Compare Samsung 990 PRO 2TB and WD_BLACK SN850X 1TB: prices, speeds, $/TB. Which to buy in May 2026? Full spec breakdown.
Both run on Gen 4 hardware but at different capacities: 2 TB for the Samsung 990 PRO 2TB versus 1 TB for the WD_BLACK SN850X 1TB. Whether the larger drive's $/TB advantage justifies the higher upfront cost depends on how much you actually need.
Hardware-wise, the Samsung 990 PRO 2TB runs on Samsung's 8nm Pascal controller, the silicon powering the 990 PRO line. The WD_BLACK SN850X 1TB pairs the proprietary WD G2 silicon, optimized for the WD_BLACK line.
On warranty endurance the Samsung 990 PRO 2TB carries 1,200 TBW against WD_BLACK SN850X 1TB's 600 TBW. Both will outlast typical use, but the gap matters if you're doing professional content work.

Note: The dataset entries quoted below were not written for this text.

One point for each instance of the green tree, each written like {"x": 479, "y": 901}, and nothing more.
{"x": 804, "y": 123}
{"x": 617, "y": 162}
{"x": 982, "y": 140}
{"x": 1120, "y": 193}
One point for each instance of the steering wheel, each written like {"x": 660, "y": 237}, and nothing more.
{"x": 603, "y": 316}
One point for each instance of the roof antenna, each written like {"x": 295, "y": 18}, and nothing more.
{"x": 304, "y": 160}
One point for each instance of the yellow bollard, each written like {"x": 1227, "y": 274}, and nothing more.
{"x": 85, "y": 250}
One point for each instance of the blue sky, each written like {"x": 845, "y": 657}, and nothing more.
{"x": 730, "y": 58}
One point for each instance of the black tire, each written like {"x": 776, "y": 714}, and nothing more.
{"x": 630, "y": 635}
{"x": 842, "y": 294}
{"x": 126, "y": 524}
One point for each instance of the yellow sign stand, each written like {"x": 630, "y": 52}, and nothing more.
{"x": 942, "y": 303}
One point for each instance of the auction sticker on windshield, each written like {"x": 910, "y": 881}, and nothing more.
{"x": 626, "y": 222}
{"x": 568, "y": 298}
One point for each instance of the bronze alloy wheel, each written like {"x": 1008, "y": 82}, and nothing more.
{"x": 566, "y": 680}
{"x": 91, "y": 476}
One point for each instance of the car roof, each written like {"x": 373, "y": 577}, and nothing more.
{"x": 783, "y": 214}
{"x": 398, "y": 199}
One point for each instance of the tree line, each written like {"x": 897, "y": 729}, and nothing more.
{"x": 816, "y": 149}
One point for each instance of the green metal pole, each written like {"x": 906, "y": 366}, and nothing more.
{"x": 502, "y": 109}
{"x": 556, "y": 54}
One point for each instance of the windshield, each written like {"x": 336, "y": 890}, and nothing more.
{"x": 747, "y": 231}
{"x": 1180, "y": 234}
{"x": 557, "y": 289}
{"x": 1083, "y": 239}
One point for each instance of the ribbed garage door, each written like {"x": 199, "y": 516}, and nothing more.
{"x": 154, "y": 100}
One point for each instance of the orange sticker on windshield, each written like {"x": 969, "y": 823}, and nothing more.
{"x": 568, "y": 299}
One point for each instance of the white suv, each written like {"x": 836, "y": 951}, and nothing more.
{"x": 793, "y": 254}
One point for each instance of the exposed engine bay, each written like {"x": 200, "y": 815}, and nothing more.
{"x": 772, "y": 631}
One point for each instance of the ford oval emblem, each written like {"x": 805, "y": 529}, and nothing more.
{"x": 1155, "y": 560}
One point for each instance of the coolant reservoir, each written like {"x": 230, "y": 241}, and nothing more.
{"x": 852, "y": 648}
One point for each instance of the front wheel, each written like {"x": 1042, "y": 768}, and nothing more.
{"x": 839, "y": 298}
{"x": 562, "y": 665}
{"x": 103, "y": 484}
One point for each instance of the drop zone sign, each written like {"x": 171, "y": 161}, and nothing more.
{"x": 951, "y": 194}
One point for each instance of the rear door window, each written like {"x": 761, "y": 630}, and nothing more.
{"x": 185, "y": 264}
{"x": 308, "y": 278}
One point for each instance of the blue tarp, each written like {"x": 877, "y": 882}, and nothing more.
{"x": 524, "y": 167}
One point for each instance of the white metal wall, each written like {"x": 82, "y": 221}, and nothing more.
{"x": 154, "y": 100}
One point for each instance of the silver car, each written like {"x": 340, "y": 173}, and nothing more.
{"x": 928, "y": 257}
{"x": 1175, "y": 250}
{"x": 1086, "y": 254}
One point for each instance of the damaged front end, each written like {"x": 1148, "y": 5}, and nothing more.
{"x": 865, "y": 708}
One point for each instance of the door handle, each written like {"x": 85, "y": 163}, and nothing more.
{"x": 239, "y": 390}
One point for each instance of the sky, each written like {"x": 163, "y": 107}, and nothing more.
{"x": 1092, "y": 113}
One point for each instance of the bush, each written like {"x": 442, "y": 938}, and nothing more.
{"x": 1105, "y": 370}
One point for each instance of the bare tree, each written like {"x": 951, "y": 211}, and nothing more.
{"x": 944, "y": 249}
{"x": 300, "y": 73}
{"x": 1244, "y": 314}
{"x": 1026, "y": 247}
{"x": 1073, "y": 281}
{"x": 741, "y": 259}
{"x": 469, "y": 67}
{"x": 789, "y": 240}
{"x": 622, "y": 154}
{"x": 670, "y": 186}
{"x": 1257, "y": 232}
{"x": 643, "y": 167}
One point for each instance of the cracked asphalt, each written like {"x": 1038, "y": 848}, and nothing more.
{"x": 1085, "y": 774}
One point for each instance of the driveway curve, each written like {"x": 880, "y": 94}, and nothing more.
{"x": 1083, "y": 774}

For PlayStation 5 builds, the console's internal M.2 slot tops out around 5,500 MB/s sustained, so both Samsung 990 PRO 2TB and WD_BLACK SN850X 1TB hit the same wall — pick whichever is cheaper at the moment you buy. Heavy write workloads — video editing, RAW photo libraries, backup operations — favor the Samsung 990 PRO 2TB's 6,900 MB/s sustained write speed. Both drives use the 2280 form factor, which is too long for Steam Deck or ROG Ally — you'd need a 2230 variant if either manufacturer offers one, or a dedicated handheld-format drive instead.
Pick the Samsung 990 PRO 2TB if you value better $/TB economics ($109.50/TB), and a higher TBW endurance rating (1,200 TBW). Samsung's PRO line has the longest track record for firmware reliability — over a decade of consumer SSDs with global RMA support.
Pick the WD_BLACK SN850X 1TB if you value the lower retail price ($119 vs $219). WD_BLACK's SN850X earned its reputation through consistent sustained performance under gaming workloads — fewer micro-stutters during open-world streaming than budget alternatives.